Das Problem: Mitarbeiter nehmen diese einseitige Kommunikation schnell als ungerecht oder demotivierend wahr. Wenn Sie die Idee hinter der Losada-Rate nutzen möchten, sollten Sie daher bewusst darauf achten:

  • Leistungen regelmäßig anzuerkennen
  • Konstruktives Feedback zu geben
  • Kritik respektvoll zu formulieren
  • Positive Beiträge sichtbar zu machen

Es geht nicht darum, Kritik zu vermeiden – sondern darum, sie in eine insgesamt wertschätzende Kommunikation einzubetten!

Was bedeutet die Losada-Rate in der Führung?

Für Führungskräfte ist das Konzept besonders interessant. Studien zur Mitarbeiterzufriedenheit zeigen immer wieder: Wertschätzung gehört zu den wichtigsten Motivationsfaktoren im Job. Viele Führungskräfte konzentrieren sich jedoch zu stark auf Probleme und Fehler. Das hat nachvollziehbare Gründe – schließlich müssen sie Verantwortung für Ergebnisse übernehmen. Doch eine reine Fehlerkultur kann schnell negative Folgen haben:

  • Sinkende Motivation
  • Steigende Unsicherheit
  • Geringere Innovationsbereitschaft

Eine ausgewogene Feedbackkultur hilft dagegen, Vertrauen und Leistungsbereitschaft zu fördern. Wer das Losada-Prinzip beachtet, verbessert damit automatisch das Verhältnis von positiven zu negativen Interaktionen.

Wie kann ich eine positive Kommunikation im Team fördern?

Ein positives Kommunikationsklima entsteht nicht zufällig. Es braucht bewusst gestaltete Strukturen und Gewohnheiten. Einige Maßnahmen haben sich in vielen Teams bewährt:

  1. Regelmäßige Anerkennung

    Kleine Erfolge verdienen Aufmerksamkeit. Ein kurzes Lob im Meeting oder eine persönliche Nachricht kann große Wirkung haben.

  2. Konstruktives Feedback

    Kritik sollte konkret, respektvoll und lösungsorientiert sein. Statt Schuldzuweisungen stehen Verbesserungsvorschläge im Mittelpunkt.

  3. Aktives Zuhören

    Wer seinem Gegenüber aufmerksam zuhört, signalisiert Wertschätzung und Interesse. Das stärkt Vertrauen und Zusammenarbeit.

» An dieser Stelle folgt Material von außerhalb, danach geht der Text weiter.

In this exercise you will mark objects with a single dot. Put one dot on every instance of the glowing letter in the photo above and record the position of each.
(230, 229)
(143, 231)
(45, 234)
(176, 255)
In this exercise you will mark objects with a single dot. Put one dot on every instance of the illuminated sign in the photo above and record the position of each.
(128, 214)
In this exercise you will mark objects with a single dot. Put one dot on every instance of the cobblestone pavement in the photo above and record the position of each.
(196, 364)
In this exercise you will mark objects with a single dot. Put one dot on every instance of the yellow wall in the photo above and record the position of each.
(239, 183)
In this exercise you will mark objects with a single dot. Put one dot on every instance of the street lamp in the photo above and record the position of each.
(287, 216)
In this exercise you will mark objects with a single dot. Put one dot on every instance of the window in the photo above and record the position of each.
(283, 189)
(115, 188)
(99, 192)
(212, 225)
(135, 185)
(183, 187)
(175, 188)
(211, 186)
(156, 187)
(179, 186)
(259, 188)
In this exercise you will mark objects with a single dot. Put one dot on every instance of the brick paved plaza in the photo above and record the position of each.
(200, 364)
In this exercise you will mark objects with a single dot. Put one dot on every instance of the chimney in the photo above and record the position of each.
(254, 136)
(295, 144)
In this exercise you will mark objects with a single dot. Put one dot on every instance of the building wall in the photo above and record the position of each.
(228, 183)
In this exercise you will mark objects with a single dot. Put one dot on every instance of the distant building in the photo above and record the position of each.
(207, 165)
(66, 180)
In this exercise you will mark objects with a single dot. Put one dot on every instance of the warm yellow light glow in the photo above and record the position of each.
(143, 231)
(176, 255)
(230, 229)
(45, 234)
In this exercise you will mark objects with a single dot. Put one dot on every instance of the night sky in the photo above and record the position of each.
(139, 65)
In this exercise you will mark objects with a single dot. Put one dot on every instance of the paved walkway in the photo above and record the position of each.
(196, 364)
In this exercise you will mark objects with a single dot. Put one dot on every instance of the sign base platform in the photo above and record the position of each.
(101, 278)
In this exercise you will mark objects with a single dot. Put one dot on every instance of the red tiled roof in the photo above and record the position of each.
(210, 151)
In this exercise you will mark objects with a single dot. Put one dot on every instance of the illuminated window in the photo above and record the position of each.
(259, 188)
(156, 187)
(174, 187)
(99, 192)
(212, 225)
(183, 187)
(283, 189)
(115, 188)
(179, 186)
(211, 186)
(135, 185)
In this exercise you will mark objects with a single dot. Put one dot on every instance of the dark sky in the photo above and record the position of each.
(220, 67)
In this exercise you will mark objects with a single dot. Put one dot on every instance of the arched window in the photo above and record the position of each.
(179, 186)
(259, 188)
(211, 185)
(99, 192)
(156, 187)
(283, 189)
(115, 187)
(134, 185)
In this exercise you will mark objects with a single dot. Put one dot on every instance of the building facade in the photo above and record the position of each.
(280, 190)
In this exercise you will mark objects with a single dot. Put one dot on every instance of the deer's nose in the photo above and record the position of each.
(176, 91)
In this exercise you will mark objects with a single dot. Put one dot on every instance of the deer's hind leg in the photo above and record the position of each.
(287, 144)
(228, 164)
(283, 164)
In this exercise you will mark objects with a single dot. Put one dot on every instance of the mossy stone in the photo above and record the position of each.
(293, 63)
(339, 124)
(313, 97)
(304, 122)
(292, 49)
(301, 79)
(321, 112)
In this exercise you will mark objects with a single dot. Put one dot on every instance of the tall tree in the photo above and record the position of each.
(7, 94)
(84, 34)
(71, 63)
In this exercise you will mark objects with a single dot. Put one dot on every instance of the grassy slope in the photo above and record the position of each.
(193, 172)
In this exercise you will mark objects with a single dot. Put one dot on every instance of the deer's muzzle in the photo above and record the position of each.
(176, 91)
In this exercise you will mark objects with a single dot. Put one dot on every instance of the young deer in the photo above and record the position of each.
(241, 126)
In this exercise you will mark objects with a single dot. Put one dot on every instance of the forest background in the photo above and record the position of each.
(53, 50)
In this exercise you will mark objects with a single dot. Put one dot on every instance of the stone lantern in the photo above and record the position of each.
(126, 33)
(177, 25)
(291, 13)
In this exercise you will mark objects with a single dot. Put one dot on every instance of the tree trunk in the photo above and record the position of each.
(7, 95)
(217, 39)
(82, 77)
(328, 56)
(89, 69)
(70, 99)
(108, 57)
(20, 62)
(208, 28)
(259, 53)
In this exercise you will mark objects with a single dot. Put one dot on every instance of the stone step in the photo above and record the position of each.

  4. Fehler als Lernchance betrachten

    Eine offene Fehlerkultur reduziert Angst und fördert Innovation. Mitarbeiter trauen sich eher, neue Ideen einzubringen.

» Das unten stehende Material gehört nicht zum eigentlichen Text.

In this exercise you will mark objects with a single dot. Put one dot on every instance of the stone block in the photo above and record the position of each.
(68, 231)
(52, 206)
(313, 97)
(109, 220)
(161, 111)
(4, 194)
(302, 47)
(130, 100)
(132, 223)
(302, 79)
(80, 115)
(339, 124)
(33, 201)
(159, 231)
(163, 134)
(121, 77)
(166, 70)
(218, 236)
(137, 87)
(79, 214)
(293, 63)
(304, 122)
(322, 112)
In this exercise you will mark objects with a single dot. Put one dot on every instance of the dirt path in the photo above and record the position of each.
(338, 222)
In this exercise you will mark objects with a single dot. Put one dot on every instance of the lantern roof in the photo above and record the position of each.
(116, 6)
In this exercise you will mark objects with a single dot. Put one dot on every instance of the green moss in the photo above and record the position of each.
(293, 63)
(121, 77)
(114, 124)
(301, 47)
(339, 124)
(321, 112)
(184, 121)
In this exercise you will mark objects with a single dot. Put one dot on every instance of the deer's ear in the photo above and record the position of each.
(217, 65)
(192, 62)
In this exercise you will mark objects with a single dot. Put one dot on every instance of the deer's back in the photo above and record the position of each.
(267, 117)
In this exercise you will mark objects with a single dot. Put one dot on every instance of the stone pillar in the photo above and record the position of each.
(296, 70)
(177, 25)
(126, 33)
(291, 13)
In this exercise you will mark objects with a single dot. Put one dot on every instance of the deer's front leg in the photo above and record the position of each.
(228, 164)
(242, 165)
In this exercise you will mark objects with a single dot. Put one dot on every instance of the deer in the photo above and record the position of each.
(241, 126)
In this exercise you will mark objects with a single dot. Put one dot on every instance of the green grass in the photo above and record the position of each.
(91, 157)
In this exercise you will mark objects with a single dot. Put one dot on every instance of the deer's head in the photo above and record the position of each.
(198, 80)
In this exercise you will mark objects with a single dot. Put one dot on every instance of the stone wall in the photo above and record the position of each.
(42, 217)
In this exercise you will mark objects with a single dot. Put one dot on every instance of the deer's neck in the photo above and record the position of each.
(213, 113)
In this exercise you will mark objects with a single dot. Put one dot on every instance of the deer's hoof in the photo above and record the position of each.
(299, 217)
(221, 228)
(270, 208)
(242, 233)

Allein diese wenigen Faktoren tragen schon dazu bei, dass sich Teams sicherer, motivierter und produktiver fühlen.

Was sind typische Missverständnisse rund um die Losada-Rate?

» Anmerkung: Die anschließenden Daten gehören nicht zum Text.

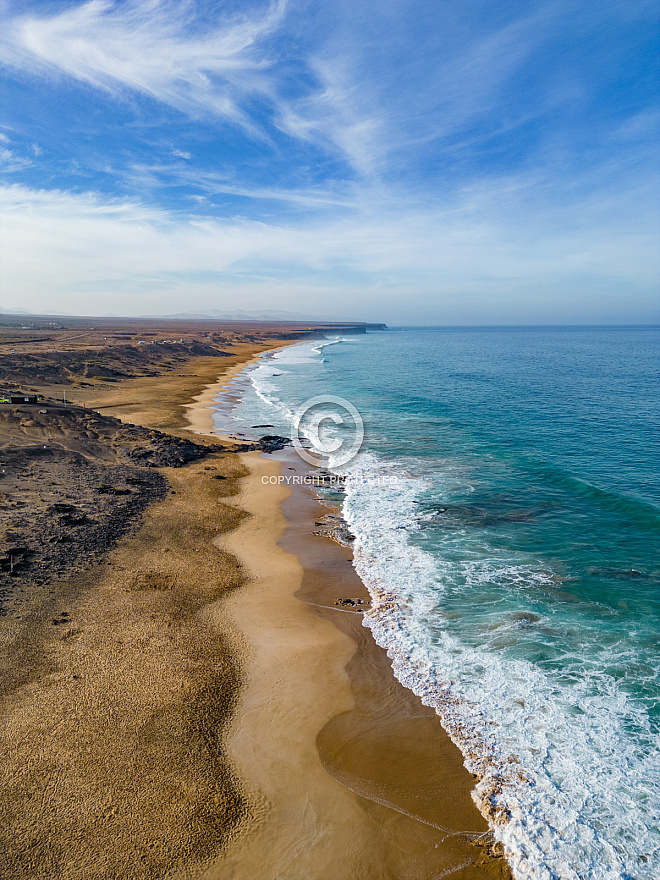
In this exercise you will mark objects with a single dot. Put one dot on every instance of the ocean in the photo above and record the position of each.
(505, 503)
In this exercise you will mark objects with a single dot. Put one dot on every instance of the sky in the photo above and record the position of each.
(406, 161)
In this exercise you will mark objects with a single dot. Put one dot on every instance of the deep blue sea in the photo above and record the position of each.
(506, 508)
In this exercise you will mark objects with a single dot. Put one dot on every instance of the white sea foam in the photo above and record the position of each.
(568, 770)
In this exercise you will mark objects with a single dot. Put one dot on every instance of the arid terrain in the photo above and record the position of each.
(114, 686)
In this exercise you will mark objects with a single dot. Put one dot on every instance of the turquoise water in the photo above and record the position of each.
(512, 553)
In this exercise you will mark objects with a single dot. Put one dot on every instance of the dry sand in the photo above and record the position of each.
(348, 775)
(117, 757)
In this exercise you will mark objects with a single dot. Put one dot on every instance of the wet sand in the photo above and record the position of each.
(184, 714)
(349, 775)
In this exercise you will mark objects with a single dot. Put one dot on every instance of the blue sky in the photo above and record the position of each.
(408, 161)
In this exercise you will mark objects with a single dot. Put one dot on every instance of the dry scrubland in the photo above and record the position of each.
(114, 686)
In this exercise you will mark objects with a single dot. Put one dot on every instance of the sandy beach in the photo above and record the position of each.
(195, 704)
(347, 773)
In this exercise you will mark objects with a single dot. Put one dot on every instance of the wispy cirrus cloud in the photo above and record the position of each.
(480, 258)
(152, 47)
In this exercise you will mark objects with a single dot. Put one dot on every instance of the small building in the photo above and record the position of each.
(24, 398)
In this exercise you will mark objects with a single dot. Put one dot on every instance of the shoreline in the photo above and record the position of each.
(318, 804)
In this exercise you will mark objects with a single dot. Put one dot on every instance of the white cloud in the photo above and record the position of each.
(95, 252)
(147, 46)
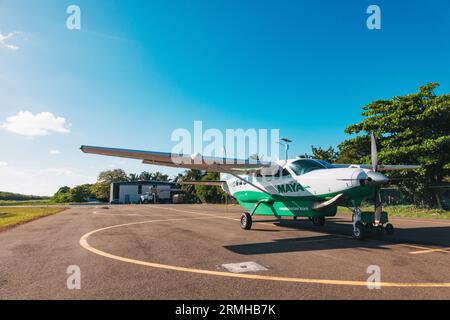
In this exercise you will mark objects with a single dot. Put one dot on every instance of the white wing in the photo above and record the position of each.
(198, 162)
(381, 167)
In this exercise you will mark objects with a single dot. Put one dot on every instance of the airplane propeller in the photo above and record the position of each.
(374, 158)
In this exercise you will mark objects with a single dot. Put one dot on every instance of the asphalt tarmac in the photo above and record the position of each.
(179, 252)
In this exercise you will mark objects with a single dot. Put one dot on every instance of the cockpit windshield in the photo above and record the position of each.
(303, 166)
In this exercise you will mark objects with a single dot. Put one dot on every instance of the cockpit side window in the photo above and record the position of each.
(303, 166)
(285, 173)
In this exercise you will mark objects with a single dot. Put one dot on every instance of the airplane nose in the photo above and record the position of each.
(376, 178)
(358, 177)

Die Losada-Rate wird häufig missverstanden oder zu stark vereinfacht dargestellt. Einige verbreitete Irrtümer sind, dass Kritik grundsätzlich schlecht sei. Das stimmt nicht! Konstruktive Kritik ist wichtig, um sich zu verbessern. Problematisch wird es erst, wenn Kritik überwiegt oder respektlos formuliert wird. Ebenso wenig müssen Sie ständig loben. Übermäßiges oder unehrliches Lob wirkt schnell manipulativ. Wertschätzung sollte stattdessen immer authentisch sein.

Gleichzeitig sind zwischenmenschliche Beziehungen viel zu komplex, um sie in ein starres Zahlenverhältnis von 3:1 zu packen. Statt sich an einer bestimmten Zahl oder Ratio zu orientieren, sollten Sie sich daher eher fragen: „Fühlt sich meine Kommunikation insgesamt unterstützend und respektvoll an?“ Oft hilft es schon, die eigene Kommunikation bewusster wahrzunehmen und insgesamt mehr Anerkennung zu zeigen und Positives zu betonen.